Which they proceed to do. Suiting themselves turns out to mean giving up housework, eating candy, and reading novels. Meanwhile, Tip and Jack Pumpkinhead join the Scarecrow and the Tin Woodman and new characters the Sawhorse and the Highly Magnified, Thoroughly Educated Woggle-Bug on a quest to quell this feminine revolution. (Yes. They are all male.) Finding themselves defeated, they turn to another woman, Glinda of Oz, and ask for help. She rightfully points out that neither contender (the Scarecrow or Jinjur) has a particularly strong legal right to the throne, and instead suggests seeking out the real ruler, the young princess Ozma of Oz, kidnapped by the Wizard of Oz and given into the custody of Mombi the witch. Mombi reluctantly reveals that Tip is actually Ozma, disguised by a powerful magical transformation.

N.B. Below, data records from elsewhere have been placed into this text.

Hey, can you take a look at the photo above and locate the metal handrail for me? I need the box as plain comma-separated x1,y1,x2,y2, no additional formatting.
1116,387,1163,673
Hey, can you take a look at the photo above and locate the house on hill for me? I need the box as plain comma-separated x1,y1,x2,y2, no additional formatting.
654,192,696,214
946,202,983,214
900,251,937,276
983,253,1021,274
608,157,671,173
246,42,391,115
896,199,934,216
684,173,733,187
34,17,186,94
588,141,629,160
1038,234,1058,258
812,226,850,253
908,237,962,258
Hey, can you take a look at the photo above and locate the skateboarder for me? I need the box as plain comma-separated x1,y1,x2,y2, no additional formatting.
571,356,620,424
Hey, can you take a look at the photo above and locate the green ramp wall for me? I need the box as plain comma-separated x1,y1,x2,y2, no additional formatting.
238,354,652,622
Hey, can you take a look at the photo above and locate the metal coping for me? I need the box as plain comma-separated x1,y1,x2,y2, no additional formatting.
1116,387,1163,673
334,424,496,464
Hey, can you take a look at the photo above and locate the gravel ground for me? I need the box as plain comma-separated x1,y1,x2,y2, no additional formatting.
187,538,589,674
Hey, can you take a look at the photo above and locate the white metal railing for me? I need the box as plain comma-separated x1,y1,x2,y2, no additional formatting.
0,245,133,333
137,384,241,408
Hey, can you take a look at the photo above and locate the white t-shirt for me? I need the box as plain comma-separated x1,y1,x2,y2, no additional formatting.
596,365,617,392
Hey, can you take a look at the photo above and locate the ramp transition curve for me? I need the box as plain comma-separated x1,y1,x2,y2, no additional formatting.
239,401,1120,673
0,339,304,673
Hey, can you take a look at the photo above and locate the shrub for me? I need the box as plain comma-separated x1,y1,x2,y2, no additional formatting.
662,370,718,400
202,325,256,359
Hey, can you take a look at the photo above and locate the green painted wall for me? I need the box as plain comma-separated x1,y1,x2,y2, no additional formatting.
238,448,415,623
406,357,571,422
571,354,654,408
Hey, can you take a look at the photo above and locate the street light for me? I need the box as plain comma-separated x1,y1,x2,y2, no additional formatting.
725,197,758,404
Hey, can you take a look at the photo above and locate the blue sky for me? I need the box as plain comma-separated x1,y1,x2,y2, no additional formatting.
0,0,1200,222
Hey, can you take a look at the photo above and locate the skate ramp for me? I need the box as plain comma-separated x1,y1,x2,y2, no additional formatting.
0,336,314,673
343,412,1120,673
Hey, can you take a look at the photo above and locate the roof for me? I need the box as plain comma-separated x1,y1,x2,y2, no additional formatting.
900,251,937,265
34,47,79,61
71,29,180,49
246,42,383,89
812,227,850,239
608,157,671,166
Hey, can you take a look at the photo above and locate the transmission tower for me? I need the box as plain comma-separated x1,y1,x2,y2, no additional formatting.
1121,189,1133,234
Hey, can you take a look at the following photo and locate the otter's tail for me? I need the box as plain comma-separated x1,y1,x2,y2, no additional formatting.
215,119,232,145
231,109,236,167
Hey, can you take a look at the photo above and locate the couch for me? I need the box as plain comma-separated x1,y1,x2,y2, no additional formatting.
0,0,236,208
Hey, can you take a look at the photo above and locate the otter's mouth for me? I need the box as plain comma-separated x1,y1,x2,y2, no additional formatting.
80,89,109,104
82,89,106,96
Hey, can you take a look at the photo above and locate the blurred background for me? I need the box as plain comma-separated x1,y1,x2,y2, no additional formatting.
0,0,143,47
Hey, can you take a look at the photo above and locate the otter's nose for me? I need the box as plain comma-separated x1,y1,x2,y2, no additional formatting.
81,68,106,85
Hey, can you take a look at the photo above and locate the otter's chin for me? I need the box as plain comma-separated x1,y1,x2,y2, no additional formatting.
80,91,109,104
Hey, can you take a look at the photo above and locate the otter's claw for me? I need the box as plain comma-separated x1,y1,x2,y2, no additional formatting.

The contrast between this and the previous book is astounding. Baum is both more relaxed and in far better control of his dialogue, both snappy and often laugh out loud funny. Check out, especially, the first meeting between the Scarecrow and Jack Pumpkinhead, with its chatter about language.  And Baum is at his inventive best with the new characters—the pompous pun-loving Woggle-Bug, the sullen Sawhorse, and the lugubrious but ever smiling Jack Pumpkinhead.  (His smile is carved on, so it never leaves him, despite his constant fear of spoilage and death.) Less a fairy tale than a farce, it should be a guiltless pleasure.

But.  The villains.  Mombi the witch and Jinjur the revolutionary, who takes over the land of Oz so she can eat green caramels and read novels and use the public treasury for jewelry and gowns. The women rejoicing when Jinjur is conquered because they are tired of eating their husbands’ cooking. Jinjur’s Army of girls shrieking in fear over mice.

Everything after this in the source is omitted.